With the Hamilton march, “We’re dealing with certainly the police and all the brutality that has taken place and the deaths caused by it, the disparity of the health system — all of that is packaged into this so-called uprising that’s happening across America,” Davis said.

Floyd’s death sparked protests across the nation and world, and while something similar hasn’t happened in Hamilton, “we hope and pray that it will not happen,” said Davis, a lifelong Hamilton resident who continues to live in the city while serving as pastor of Quinn Chapel AME Church in Chillicothe. “But these other issues that are still going on, we don’t want to forget them.”

“Certainly, Hamilton is not immune to what’s happening, it’s affecting us,” Davis said. “But I think Hamilton as a whole has not accepted the fact that minority citizens, particularly African Americans, will speak loud and demand, not ask, for change.”

He noted a disproportionate number of those killed by the COVID-19 pandemic have been black.

“We want the city and the county to understand, we still have disparity when it comes to the school system, the representation of staff, the representation of coaches, the failure to properly educate our children across the board,” Davis said.

The Journal-News this week published some minority employment statistics for the city of Hamilton and is seeking more specific data for the police and fire departments.

Of Hamilton’s 660 total full- and part-time employees, 3.5 percent are black (compared to 9.4 percent of the city’s population and 8.9 percent of the county’s); 0.0 percent are Hispanic (compared to 5.9 percent and 4.9 percent); 0.6 percent are Asian (compared to 0.8 percent in the city and 3.7 percent in the county); 95 percent are white; and 18 percent are women.

Davis called the city’s minority employment statistics “pathetic. That’s what we’re talking about,” he said.

“We encourage anybody who feels the injustices have taken place and would like to openly speak out,” Davis said. “That can be physical presence. Some people are not going to speak out openly, they’re not going to be recorded, they ain’t going to put anything in the paper, any op-ed, that’s not going to happen. But their physical presence shows a lot.

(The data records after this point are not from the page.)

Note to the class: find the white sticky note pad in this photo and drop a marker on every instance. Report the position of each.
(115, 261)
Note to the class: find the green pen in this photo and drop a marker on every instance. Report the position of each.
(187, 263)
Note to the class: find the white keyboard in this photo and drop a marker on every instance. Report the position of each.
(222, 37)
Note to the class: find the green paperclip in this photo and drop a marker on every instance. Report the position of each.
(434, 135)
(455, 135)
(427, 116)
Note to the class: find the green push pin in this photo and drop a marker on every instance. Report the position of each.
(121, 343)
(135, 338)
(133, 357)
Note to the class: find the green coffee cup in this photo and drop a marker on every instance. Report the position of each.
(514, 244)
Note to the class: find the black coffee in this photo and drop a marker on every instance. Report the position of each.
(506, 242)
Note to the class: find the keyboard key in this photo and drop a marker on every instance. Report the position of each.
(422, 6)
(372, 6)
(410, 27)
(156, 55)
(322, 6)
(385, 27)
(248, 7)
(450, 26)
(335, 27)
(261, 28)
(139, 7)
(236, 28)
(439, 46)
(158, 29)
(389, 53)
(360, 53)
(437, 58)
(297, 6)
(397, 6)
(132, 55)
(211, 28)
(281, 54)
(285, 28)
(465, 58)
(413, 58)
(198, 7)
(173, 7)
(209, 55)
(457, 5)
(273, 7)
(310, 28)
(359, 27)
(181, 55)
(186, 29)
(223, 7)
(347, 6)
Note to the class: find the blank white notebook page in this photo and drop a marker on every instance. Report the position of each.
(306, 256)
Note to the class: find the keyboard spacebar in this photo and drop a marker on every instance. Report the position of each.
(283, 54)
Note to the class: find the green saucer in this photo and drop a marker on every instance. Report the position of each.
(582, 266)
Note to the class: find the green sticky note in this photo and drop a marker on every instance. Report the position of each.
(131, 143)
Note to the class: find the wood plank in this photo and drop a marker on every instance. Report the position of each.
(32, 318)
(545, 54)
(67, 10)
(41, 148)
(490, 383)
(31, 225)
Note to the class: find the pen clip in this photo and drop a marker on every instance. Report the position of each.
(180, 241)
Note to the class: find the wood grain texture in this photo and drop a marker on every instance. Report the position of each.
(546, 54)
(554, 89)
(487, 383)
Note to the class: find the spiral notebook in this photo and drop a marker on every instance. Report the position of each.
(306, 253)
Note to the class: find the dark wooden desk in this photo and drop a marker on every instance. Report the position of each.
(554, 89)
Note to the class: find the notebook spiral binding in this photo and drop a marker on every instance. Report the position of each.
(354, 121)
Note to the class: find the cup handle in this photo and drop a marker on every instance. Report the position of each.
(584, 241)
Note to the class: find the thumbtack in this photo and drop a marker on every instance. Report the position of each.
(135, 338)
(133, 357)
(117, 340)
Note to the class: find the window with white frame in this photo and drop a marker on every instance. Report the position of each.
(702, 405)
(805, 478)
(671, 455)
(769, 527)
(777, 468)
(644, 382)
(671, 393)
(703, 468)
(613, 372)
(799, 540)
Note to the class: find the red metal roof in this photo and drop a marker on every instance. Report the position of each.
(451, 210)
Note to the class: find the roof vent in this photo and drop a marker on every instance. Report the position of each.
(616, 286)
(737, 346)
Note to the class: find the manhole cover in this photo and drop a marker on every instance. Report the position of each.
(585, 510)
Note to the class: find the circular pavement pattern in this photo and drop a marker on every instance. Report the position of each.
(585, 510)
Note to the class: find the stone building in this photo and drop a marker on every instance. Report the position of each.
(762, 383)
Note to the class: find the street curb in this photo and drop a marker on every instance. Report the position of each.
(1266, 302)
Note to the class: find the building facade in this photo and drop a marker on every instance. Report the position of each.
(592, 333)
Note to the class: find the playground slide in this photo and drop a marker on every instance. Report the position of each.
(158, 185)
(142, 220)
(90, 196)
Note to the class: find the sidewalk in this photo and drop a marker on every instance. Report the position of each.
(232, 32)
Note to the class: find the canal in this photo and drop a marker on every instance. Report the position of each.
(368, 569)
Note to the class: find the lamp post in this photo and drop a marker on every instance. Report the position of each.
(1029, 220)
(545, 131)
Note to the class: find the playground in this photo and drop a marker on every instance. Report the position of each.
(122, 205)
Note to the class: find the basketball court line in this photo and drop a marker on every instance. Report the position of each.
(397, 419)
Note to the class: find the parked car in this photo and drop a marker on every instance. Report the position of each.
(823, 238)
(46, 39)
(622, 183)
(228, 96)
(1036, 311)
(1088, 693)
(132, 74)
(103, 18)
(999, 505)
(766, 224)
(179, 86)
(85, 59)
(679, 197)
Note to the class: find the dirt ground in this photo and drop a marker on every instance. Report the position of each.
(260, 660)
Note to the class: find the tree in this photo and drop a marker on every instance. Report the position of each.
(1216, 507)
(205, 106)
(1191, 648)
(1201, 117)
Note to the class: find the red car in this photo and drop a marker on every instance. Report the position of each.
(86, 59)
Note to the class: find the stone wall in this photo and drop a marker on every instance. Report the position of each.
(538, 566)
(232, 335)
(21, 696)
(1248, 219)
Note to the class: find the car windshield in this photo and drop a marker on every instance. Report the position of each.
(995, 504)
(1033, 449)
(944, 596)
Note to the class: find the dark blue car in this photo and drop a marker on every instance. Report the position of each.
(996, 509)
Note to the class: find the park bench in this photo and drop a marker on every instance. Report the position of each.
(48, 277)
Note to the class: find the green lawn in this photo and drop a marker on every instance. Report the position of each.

“So if someone is concerned, try it. Show your concern by being out there. The city of Hamilton has roughly 63,000-64,000. There’s a lot of people ought to be out — parents of children, whether they be African-American or Caucasian, ought to be out. What happens when it happens to Caucasian man or woman? Does that draw a crowd larger? What happens if it happens to a Hispanic? Everybody ought to speak out, in some form.”

“I’m looking forward to seeing how many ministers throughout the city will show up, how many of their flock will show up,” Davis added. “We preach in pulpits about loving thy neighbor, but then don’t speak out.”

Middletown march

Participants in the June 20 Middletown United For Change 2020 are asked to meet at 1 p.m. at the downtown Bus Depot, from which they will march to the City Building for a rally.

Didlick-Davis said participants will have opportunities to complete the Census, register to vote, become a member of the National Association for the Advancement of Colored People and join a committee.

Some of the committees will address the disparity in educational opportunities, economic inequality and the need for literacy and mentoring programs, she said.

“We have to have those if we want to move forward,” she said. “Civil action is part of this country. We have a 1,000-pound elephant that we need to address one brick at a time. There are gaps between the ‘haves’ and the ‘have-nots.’”

Didlick-Davis said while peaceful protests are helpful after deaths like Floyd’s, more long-term action needs to be taken. Otherwise, “We just go from crisis to crisis, bad situation to bad situation,” she said.